[JURIST] FBI Director Robert Mueller [official profile] told the US Senate Judiciary Committee in testimony [prepared statement] Wednesday that the FBI had inappropriately accessed private citizens' communication and financial records in 2006 through national security letters (NSLs) [FAS backgrounder; example, PDF], according to an as-yet-unreleased report by the DOJ Office of the Inspector General. A March 2007 DOJ report on the FBI's use of NSLs between 2003 and 2005 previously criticized the Bureau [JURIST report] for ineffective management, monitoring and reporting of the program, leading to privacy breaches. In response, the FBI published new draft guidelines [JURIST report] on the use of NSLs in June 2007. The new guidelines required FBI agents to identify the specific information being requested and justify its necessity pursuant to an investigation.

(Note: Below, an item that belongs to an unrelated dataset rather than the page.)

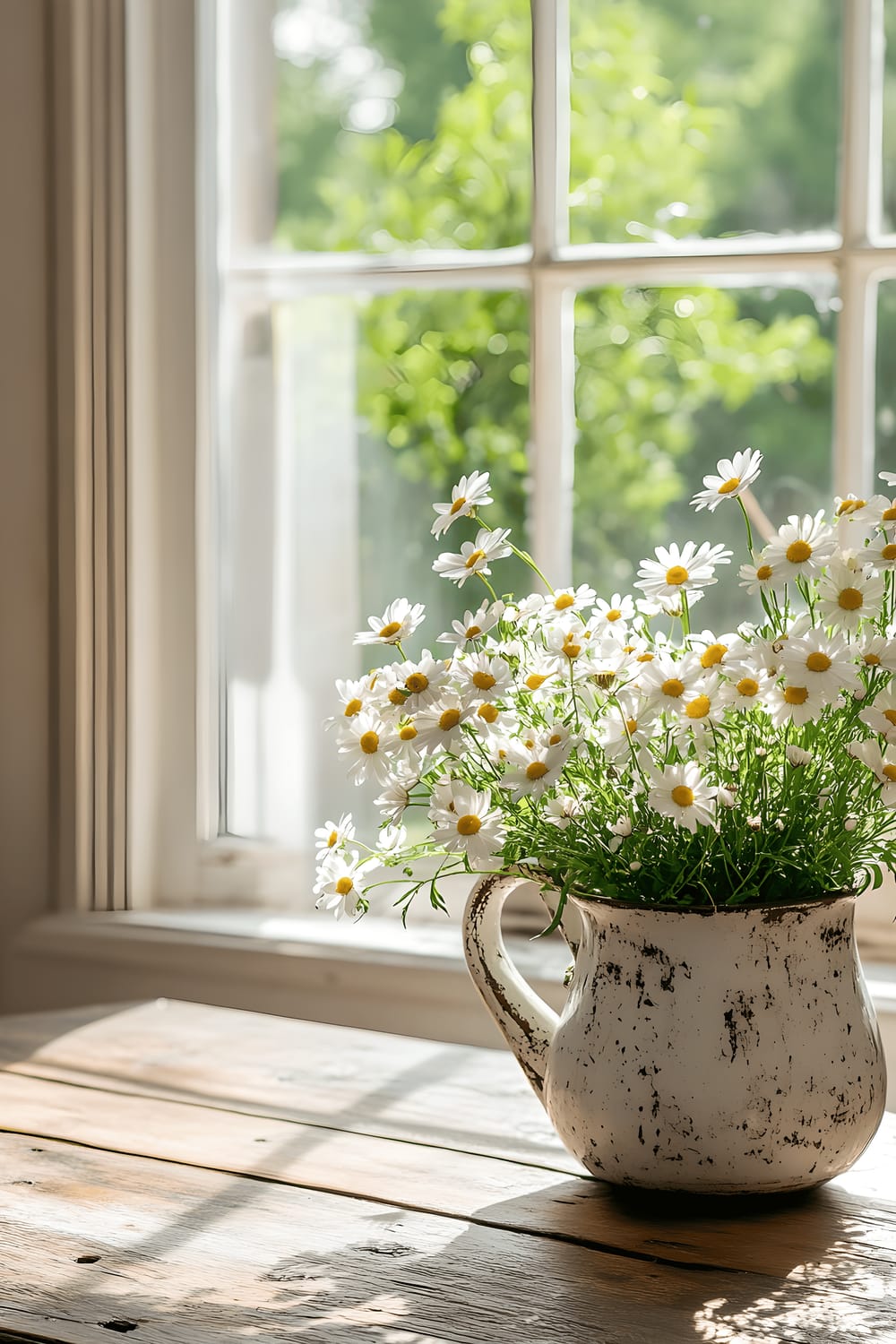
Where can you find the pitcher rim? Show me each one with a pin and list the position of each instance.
(770, 908)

The DOJ Office of the Inspector General [official website] is set to release a follow-up report to the 2007 audit in a few days. Some 20,000 national security letters are issued by the FBI each year, authorizing agents to seize telephone, business and financial records without prior judicial approval. Alleged abuses and overreaching with the letters spurred provisions in the 2005 Patriot Act [JURIST news archive] renewal to provide for greater Congressional oversight of the practice. AP has more.

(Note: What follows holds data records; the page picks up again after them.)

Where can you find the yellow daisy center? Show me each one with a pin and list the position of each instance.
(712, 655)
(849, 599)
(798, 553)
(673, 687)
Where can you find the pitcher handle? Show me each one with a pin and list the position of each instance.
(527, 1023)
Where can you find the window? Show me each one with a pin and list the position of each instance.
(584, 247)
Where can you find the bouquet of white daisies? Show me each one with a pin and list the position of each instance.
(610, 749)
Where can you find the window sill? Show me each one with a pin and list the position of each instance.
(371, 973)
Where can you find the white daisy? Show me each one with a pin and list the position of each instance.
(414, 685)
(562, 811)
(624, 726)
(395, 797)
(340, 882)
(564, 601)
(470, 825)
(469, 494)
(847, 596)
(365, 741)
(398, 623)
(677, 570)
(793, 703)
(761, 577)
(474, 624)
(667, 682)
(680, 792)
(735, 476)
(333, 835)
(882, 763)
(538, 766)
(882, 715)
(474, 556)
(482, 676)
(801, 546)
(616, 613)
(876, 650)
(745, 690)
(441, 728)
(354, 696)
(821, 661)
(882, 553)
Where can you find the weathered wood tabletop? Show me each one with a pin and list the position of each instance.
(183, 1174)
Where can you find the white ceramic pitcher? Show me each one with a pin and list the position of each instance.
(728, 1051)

Mueller also testified Wednesday that the FBI's Civil Rights Program has been extended to include the Civil Rights Cold Case Initiative [press release], allowing the FBI to begin investigations into 26 unsolved civil rights era cases out of the nearly 100 referred to the FBI in 2007. Each of the 26 cases will be assessed for its investigative and legal viability; the FBI will then move forward with cases that require additional investigation. Emphasizing the protection of civil liberties, Mueller said that the FBI has "a longstanding commitment to the security of the United States, while at the same time upholding the Constitution and the rule of law and protecting civil liberties." AP has more.